GAO: Tech can reduce immigrant benefits backlog
A new report states that U.S. Citizenship and Immigration Services must create a system that tracks applications.
By improving its use of technology, U.S. Citizenship and Immigration Services (USCIS) could eliminate the backlog of applications from immigrants seeking benefits, the General Accountability Office said in a report released today.
GAO auditors said USCIS must create a new case management system that tracks how long applications have been awaiting resolution, and the agency must better explain how its information technology investments will prevent future backlogs.
“Although USCIS has made progress in reducing its backlog of benefit applications, it seems unlikely that USCIS will meet its backlog elimination goal –- to reduce the number of benefit applications to a level that is equal to six months’ worth of work by Sept. 30, 2006 -– in every office and for every application type,” said Paul Jones, director of homeland security and justice issues at GAO.
The process of adjudicating immigrants’ benefit applications can last two years or longer, negatively affecting applicants, their families and employers.
USCIS reduced its backlog to roughly 1.2 million applications in June, down from a January 2004 peak of 3.8 million. According to the GAO report, USCIS doesn’t know precisely how many backlogged applications it has because its operational definition is at odds with the Immigration Services and Infrastructure Improvements Act of 2000, which set the September 2006 deadline.
USCIS achieved most of the reduction by hiring more employees and reassigning others to help adjudicate applications, the report states. The agency has spent about 70 percent of the money allocated for backlog reduction to pay overtime and hire temporary adjudication staff.
Since fiscal 2002, USCIS has invested $10.5 million, or about 2 percent of that money, in technology improvements, the report states.
USCIS plans to replace its manual, paper-driven adjudication process with an automated, paperless system by 2010. The technology transformation plan, which is still in development, would involve upgrading the agency’s IT infrastructure, managing data better and creating new business processes. USCIS has estimated that the upgrades will cost $1.4 billion in the next five years.

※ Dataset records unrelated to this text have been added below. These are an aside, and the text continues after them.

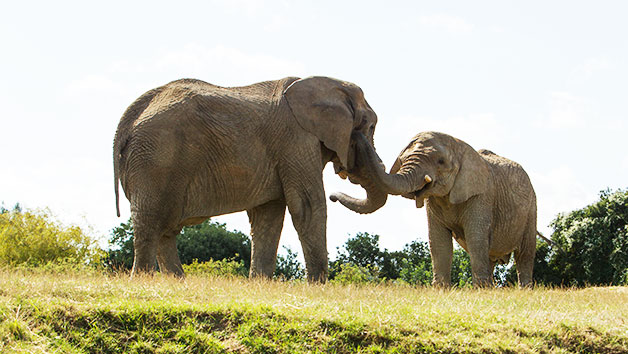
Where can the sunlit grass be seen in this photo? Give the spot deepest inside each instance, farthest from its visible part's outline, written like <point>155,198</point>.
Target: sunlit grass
<point>200,314</point>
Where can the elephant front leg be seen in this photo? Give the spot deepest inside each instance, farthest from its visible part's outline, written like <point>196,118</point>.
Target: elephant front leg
<point>145,245</point>
<point>309,216</point>
<point>266,224</point>
<point>441,250</point>
<point>478,248</point>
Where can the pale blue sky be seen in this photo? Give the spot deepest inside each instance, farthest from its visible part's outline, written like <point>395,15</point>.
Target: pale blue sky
<point>544,83</point>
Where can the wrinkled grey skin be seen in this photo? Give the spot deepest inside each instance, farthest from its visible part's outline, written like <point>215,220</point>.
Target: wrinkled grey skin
<point>190,150</point>
<point>484,201</point>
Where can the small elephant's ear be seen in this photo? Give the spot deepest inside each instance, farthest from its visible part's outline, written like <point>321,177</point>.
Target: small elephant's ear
<point>322,106</point>
<point>472,178</point>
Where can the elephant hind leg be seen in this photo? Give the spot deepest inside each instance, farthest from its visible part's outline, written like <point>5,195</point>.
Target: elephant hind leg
<point>266,225</point>
<point>524,260</point>
<point>167,254</point>
<point>144,244</point>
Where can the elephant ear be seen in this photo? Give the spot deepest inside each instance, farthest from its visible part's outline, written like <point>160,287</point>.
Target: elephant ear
<point>472,178</point>
<point>323,107</point>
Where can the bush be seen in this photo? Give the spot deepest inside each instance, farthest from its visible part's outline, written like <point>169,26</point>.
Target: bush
<point>288,266</point>
<point>354,274</point>
<point>203,242</point>
<point>34,238</point>
<point>219,268</point>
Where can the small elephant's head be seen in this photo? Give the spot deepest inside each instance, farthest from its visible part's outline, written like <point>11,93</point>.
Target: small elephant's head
<point>432,165</point>
<point>332,110</point>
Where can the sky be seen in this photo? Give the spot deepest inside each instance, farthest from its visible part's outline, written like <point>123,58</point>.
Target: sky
<point>544,83</point>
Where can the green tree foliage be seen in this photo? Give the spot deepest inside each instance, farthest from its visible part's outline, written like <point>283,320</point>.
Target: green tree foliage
<point>120,254</point>
<point>594,244</point>
<point>200,243</point>
<point>35,238</point>
<point>416,264</point>
<point>212,240</point>
<point>361,251</point>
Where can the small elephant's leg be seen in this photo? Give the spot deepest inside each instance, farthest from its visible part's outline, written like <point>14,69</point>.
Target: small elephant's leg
<point>478,248</point>
<point>309,216</point>
<point>266,224</point>
<point>167,254</point>
<point>441,249</point>
<point>524,260</point>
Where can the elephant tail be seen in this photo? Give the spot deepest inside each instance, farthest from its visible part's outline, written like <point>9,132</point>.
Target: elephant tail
<point>123,134</point>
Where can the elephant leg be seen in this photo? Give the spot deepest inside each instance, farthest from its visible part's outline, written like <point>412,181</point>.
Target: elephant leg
<point>441,250</point>
<point>524,258</point>
<point>266,224</point>
<point>478,247</point>
<point>167,254</point>
<point>145,235</point>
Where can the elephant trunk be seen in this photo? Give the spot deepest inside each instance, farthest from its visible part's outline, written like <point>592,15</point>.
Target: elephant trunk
<point>375,197</point>
<point>405,181</point>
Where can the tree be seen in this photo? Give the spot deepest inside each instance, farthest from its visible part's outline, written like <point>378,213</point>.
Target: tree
<point>288,266</point>
<point>202,242</point>
<point>35,238</point>
<point>416,265</point>
<point>212,240</point>
<point>362,251</point>
<point>120,253</point>
<point>594,243</point>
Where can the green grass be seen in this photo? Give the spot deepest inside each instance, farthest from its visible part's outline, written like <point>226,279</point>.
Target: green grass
<point>52,312</point>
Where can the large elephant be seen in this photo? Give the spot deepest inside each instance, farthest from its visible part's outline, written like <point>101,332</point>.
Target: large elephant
<point>485,201</point>
<point>190,150</point>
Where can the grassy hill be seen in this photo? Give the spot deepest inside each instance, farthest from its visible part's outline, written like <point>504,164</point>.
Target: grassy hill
<point>82,312</point>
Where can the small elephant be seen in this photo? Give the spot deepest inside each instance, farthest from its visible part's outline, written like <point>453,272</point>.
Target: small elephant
<point>189,150</point>
<point>485,201</point>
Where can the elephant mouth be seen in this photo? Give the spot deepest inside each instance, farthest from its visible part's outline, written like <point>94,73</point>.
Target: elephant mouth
<point>419,193</point>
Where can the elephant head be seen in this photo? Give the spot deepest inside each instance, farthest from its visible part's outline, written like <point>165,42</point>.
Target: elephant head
<point>337,112</point>
<point>432,165</point>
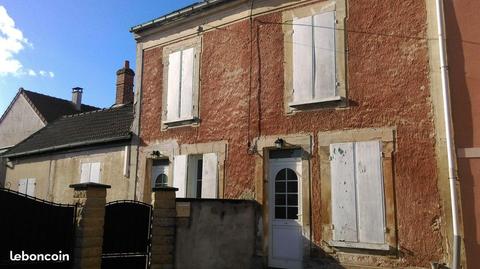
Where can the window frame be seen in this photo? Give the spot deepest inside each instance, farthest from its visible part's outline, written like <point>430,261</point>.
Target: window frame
<point>340,99</point>
<point>386,137</point>
<point>194,43</point>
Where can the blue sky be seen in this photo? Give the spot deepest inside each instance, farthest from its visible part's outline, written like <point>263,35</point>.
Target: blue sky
<point>50,46</point>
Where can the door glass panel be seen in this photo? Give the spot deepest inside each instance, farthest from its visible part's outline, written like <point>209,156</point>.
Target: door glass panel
<point>292,213</point>
<point>292,186</point>
<point>286,194</point>
<point>280,199</point>
<point>280,212</point>
<point>292,199</point>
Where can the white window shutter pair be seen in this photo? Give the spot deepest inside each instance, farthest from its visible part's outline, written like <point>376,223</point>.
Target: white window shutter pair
<point>314,74</point>
<point>180,84</point>
<point>90,172</point>
<point>209,175</point>
<point>27,186</point>
<point>357,192</point>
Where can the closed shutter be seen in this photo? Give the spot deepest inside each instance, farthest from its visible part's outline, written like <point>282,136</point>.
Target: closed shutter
<point>95,172</point>
<point>85,173</point>
<point>302,59</point>
<point>324,43</point>
<point>180,174</point>
<point>22,185</point>
<point>186,87</point>
<point>371,219</point>
<point>344,215</point>
<point>173,91</point>
<point>31,187</point>
<point>210,176</point>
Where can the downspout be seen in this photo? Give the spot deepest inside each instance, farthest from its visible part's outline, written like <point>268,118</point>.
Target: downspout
<point>452,169</point>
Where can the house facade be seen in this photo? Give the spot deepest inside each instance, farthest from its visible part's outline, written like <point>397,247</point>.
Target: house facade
<point>84,147</point>
<point>463,38</point>
<point>29,112</point>
<point>327,113</point>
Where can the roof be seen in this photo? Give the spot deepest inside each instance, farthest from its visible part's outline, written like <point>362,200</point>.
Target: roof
<point>180,13</point>
<point>52,108</point>
<point>72,131</point>
<point>48,108</point>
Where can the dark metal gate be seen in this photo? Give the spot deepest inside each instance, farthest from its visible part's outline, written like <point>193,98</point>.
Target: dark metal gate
<point>33,226</point>
<point>127,235</point>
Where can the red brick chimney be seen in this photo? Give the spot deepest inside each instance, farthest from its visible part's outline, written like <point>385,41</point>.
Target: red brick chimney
<point>124,85</point>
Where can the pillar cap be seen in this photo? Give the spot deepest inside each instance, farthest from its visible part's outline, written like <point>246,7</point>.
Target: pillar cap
<point>156,189</point>
<point>87,185</point>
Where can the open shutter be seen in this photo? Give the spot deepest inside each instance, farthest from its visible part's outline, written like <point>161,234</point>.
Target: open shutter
<point>302,59</point>
<point>186,87</point>
<point>371,216</point>
<point>22,186</point>
<point>95,172</point>
<point>210,176</point>
<point>344,215</point>
<point>180,174</point>
<point>324,43</point>
<point>85,173</point>
<point>173,91</point>
<point>31,187</point>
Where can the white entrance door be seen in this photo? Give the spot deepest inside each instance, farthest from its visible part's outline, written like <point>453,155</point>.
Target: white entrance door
<point>285,240</point>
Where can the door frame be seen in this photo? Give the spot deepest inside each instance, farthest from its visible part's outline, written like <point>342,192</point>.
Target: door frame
<point>284,163</point>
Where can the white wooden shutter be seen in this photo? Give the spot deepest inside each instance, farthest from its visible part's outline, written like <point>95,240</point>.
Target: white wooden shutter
<point>324,43</point>
<point>210,176</point>
<point>344,213</point>
<point>95,172</point>
<point>180,174</point>
<point>173,84</point>
<point>302,59</point>
<point>371,216</point>
<point>186,87</point>
<point>22,185</point>
<point>31,187</point>
<point>85,173</point>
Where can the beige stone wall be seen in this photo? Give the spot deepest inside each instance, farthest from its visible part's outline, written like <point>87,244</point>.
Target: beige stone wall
<point>55,173</point>
<point>20,122</point>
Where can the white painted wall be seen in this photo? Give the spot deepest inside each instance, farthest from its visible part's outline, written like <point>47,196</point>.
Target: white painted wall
<point>19,123</point>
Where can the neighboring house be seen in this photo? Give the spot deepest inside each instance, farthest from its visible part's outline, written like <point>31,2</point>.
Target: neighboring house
<point>29,112</point>
<point>325,112</point>
<point>86,147</point>
<point>463,44</point>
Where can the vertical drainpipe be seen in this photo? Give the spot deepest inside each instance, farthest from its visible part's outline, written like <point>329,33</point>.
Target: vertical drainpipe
<point>452,169</point>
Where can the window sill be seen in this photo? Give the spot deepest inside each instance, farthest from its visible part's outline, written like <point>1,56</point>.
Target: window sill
<point>342,244</point>
<point>315,101</point>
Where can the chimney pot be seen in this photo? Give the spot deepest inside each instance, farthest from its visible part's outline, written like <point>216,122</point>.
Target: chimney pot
<point>77,97</point>
<point>124,93</point>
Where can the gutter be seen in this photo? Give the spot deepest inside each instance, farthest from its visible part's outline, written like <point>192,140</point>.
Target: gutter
<point>188,10</point>
<point>67,146</point>
<point>452,166</point>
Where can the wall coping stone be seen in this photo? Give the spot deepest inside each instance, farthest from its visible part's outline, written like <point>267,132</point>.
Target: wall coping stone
<point>83,186</point>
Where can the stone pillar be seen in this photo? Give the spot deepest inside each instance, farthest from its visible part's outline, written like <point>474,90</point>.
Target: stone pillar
<point>163,230</point>
<point>90,199</point>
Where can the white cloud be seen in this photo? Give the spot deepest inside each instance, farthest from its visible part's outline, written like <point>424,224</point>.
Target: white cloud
<point>12,42</point>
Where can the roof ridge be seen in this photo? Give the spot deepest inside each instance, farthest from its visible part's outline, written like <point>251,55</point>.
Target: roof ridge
<point>95,111</point>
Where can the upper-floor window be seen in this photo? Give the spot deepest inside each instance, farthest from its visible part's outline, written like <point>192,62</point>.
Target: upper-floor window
<point>314,51</point>
<point>90,172</point>
<point>196,176</point>
<point>181,87</point>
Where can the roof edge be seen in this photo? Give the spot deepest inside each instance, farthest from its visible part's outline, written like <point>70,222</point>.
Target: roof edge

However, the agency has not addressed how its technology transformation would streamline the adjudication process and allow it to allocate its existing workforce more productively, the report states. Auditors also wrote that USCIS’ operational and strategic plans must assure Congress that IT investments and staff reallocations are actually reducing the application backlog.
GAO recommended that USCIS make sure its plans include the ability to track the age of applications and define the improvements it expects to achieve.
USCIS must also redefine its backlog in terms of the 2000 legislation, the report states, and it must create a systematic and inclusive quality assurance program to ensure that all benefit applications and adjudication decisions are handled fairly.
USCIS officials agreed with the report’s findings and said they are either already implementing GAO’s recommendations or will do so shortly, said Steven Pecinovsky, director of the GAO/Office of Inspector General Liaison at the Homeland Security Department, which oversees USCIS.
He said officials expect to deploy USCIS’ new case management system in October 2006. Applications received after Sept. 30, 2006, will be entered into the new system to prevent future backlogs, he added.
The system will also generate reports showing how long individual applications have been awaiting adjudication, as GAO requested, he said.